Remember that these were estimates only, using a single teaching hospital in a large urban area. Remember as well that the reviewers were counting fatalities that in many cases would have occurred anyway, albeit a day or two later. In the world of real medicine, the state of Minnesota has been requiring for several years that all hospitals report adverse events, some fatal, some not fatal. The average number of deaths per year has been about 20. This may still be too high, but it is about 1% of the 100,000 nationwide deaths if the numbers are multiplied by 50 states. And what is even more interesting is that in spite of Minnesota hospitals spending large amounts of time and treasure on fixing the problem, the numbers have not gone down, and in some years have increased.

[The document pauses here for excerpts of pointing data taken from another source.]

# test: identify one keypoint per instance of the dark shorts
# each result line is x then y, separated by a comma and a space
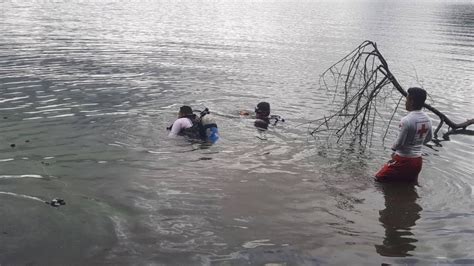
400, 169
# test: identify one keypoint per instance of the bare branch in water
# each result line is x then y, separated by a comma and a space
360, 83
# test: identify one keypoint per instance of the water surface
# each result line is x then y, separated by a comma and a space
88, 88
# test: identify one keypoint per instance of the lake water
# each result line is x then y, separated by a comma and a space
88, 88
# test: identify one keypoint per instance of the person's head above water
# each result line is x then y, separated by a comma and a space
262, 109
185, 111
415, 99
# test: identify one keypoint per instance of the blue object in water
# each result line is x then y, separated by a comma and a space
214, 135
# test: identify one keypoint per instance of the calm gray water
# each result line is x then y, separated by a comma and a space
88, 88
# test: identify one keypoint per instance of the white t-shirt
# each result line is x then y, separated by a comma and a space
415, 130
180, 124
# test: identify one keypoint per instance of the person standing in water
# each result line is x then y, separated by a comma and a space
185, 120
415, 130
196, 127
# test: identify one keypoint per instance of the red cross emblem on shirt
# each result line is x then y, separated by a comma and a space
422, 130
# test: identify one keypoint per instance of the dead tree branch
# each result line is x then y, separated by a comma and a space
360, 83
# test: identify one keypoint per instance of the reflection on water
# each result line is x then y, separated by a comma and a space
398, 218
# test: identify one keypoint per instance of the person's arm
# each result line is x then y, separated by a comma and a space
429, 136
402, 135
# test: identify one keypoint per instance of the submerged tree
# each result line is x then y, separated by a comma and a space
359, 84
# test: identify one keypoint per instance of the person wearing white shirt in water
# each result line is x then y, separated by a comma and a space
415, 130
184, 121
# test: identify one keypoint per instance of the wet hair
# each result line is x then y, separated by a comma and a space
185, 110
263, 109
418, 95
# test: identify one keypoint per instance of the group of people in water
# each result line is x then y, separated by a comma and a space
415, 130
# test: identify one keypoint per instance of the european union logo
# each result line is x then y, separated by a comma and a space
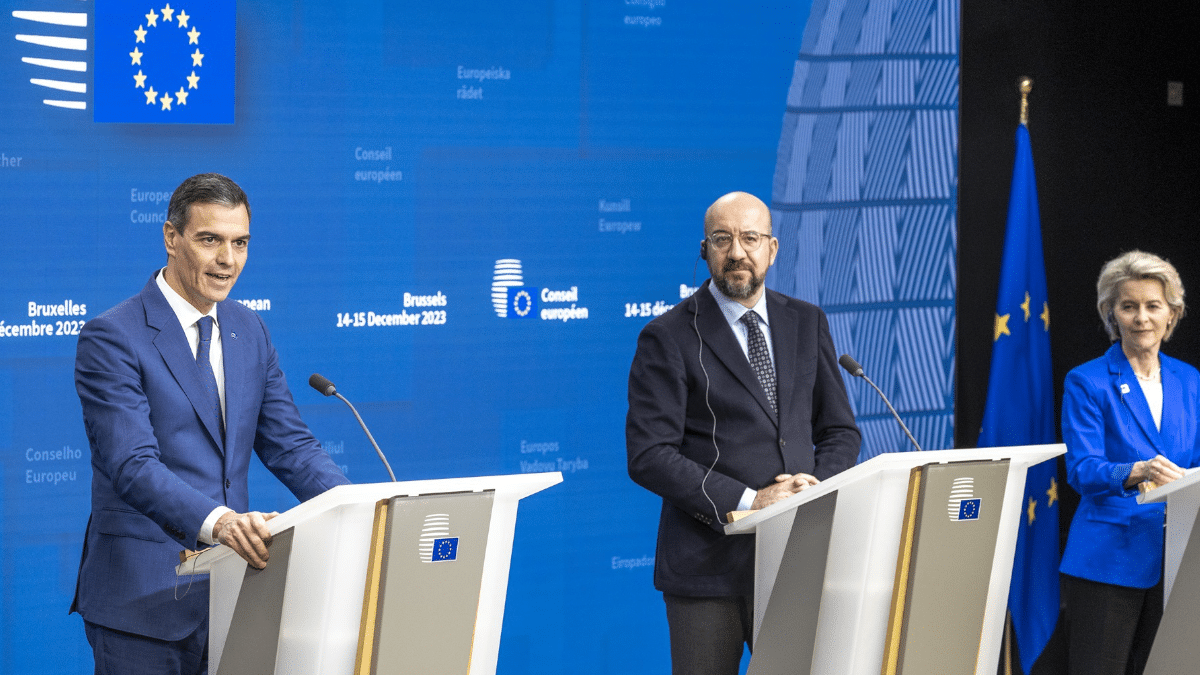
445, 550
522, 302
165, 64
969, 509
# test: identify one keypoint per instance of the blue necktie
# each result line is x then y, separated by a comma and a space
760, 359
207, 375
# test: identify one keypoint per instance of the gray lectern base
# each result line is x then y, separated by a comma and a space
372, 579
1176, 649
897, 566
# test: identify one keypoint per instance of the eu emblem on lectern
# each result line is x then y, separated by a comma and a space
963, 505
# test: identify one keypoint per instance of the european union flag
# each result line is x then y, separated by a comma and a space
445, 549
969, 509
167, 63
1020, 407
522, 302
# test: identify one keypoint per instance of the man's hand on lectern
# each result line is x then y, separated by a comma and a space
785, 485
247, 535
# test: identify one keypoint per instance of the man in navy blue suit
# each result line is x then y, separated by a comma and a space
178, 386
735, 402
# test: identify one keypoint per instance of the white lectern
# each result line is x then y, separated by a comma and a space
1176, 649
898, 565
370, 578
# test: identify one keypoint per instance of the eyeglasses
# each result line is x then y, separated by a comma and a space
750, 240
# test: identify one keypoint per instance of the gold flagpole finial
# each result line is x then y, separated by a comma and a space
1025, 85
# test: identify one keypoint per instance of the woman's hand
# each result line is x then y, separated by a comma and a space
1159, 471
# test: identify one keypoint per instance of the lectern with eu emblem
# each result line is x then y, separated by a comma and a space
897, 566
1176, 649
365, 579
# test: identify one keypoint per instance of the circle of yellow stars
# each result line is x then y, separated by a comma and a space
168, 17
1001, 327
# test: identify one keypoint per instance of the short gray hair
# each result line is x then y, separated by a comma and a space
1133, 266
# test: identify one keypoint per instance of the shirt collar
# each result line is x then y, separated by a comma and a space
185, 312
733, 310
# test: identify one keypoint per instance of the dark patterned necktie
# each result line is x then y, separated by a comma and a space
207, 375
760, 359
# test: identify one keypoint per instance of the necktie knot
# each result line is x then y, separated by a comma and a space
208, 377
760, 358
205, 326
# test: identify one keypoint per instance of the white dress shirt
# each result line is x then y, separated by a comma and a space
187, 317
733, 311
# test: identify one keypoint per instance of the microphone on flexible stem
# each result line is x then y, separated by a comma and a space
852, 368
327, 388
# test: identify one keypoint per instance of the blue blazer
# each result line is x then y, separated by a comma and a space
159, 465
669, 430
1108, 426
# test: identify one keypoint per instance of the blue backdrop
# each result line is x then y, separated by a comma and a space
412, 168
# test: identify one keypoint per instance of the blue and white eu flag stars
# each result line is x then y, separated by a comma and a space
165, 63
963, 505
522, 302
445, 549
436, 544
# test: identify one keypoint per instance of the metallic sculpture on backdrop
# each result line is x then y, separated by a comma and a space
864, 198
178, 386
735, 402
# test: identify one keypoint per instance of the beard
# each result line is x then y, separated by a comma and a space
736, 290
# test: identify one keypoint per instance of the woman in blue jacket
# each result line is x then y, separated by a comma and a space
1127, 417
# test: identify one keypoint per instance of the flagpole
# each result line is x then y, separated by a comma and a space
1025, 85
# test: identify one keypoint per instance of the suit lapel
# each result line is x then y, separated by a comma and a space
1129, 389
172, 345
720, 340
234, 363
1173, 414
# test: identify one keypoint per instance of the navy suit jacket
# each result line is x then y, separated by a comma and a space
1108, 426
159, 465
670, 430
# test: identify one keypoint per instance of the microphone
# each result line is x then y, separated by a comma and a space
852, 368
321, 383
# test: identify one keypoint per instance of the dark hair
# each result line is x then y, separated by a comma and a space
203, 189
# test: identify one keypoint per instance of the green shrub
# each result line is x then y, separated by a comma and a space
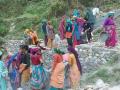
1, 41
3, 28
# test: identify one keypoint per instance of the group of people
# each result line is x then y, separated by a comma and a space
75, 29
27, 66
31, 37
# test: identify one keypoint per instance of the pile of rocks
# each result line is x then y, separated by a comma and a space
93, 55
101, 85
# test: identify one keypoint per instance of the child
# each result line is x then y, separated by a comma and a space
3, 74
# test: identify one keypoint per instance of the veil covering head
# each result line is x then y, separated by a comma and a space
72, 50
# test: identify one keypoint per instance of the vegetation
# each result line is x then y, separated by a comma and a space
105, 72
30, 13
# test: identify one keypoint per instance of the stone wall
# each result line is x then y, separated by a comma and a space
92, 56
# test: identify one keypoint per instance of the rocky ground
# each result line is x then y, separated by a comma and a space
91, 62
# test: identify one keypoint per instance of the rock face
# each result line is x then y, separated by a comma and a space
93, 55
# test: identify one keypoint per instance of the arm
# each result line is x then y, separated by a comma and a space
11, 59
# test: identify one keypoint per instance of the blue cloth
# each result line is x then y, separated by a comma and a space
39, 79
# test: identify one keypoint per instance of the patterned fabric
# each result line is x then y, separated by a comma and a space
61, 28
13, 65
39, 79
110, 28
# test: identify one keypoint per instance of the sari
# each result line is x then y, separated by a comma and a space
57, 77
13, 63
50, 35
76, 34
61, 28
110, 29
3, 75
39, 77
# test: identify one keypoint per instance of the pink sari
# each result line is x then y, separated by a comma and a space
112, 40
110, 28
61, 28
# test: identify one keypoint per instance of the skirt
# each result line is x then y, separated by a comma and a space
39, 79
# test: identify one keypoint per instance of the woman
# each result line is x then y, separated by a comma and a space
50, 34
69, 29
61, 28
110, 29
39, 76
3, 74
13, 63
75, 68
24, 68
44, 24
34, 37
76, 33
28, 39
57, 77
90, 22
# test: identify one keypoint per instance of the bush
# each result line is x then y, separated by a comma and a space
3, 28
58, 9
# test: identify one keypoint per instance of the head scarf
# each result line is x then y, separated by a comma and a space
72, 50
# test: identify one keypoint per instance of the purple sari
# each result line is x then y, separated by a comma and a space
110, 28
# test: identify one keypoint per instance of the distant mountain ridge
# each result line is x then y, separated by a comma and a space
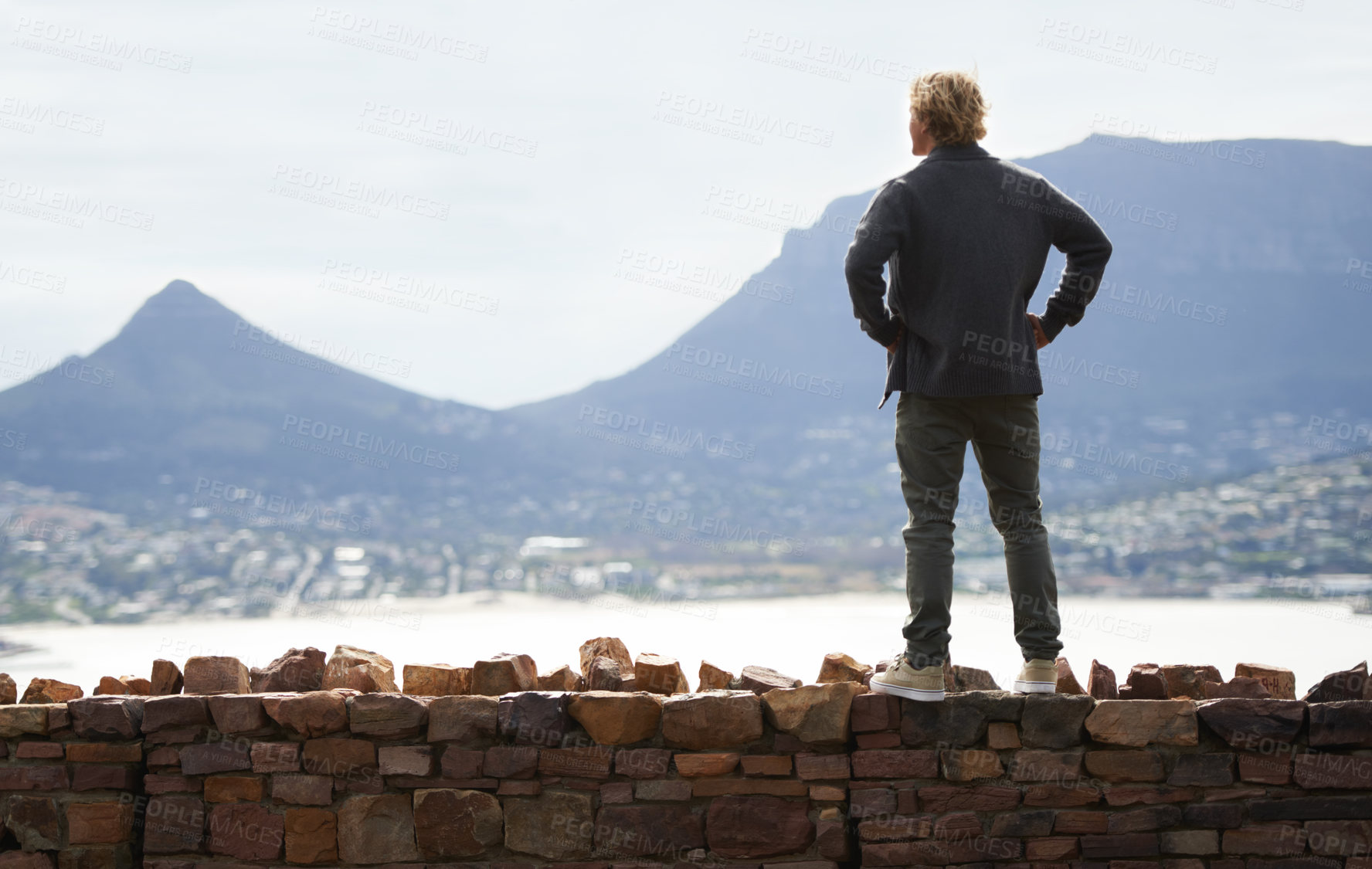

This has gone somewhat far afield from the question of financing HCS, but it serves as a reminder that not all problems as defined by politicians, are problematical. Good statistics on medical errors are important: why, then, do the proponents of universal, government sponsored HCS continue to use statistics that are wildly inaccurate and out of date? A cynic would suggest that the erroneous numbers make a stronger case for changing what in fact does not meet criteria for needing change. The ideologues pushing for socialized medicine need to scare the population into accepting an alternative that will lead to rationing of care and higher overall taxes. So why not engage in some harmless exaggeration? It's worked so far for the climate change lobby in terms of convincing people that the planet is on its death bed, and therefore carbon taxes are the only solution.

44 is letting his policy wonks do the wet work of eliminating the opposition on this one. If enough people have been scared by the shibboleths of medical errors and money wasted by insurance companies, they may well win the day and clamp the manacles of over-regulation on what is now the best health care on the planet, system or not.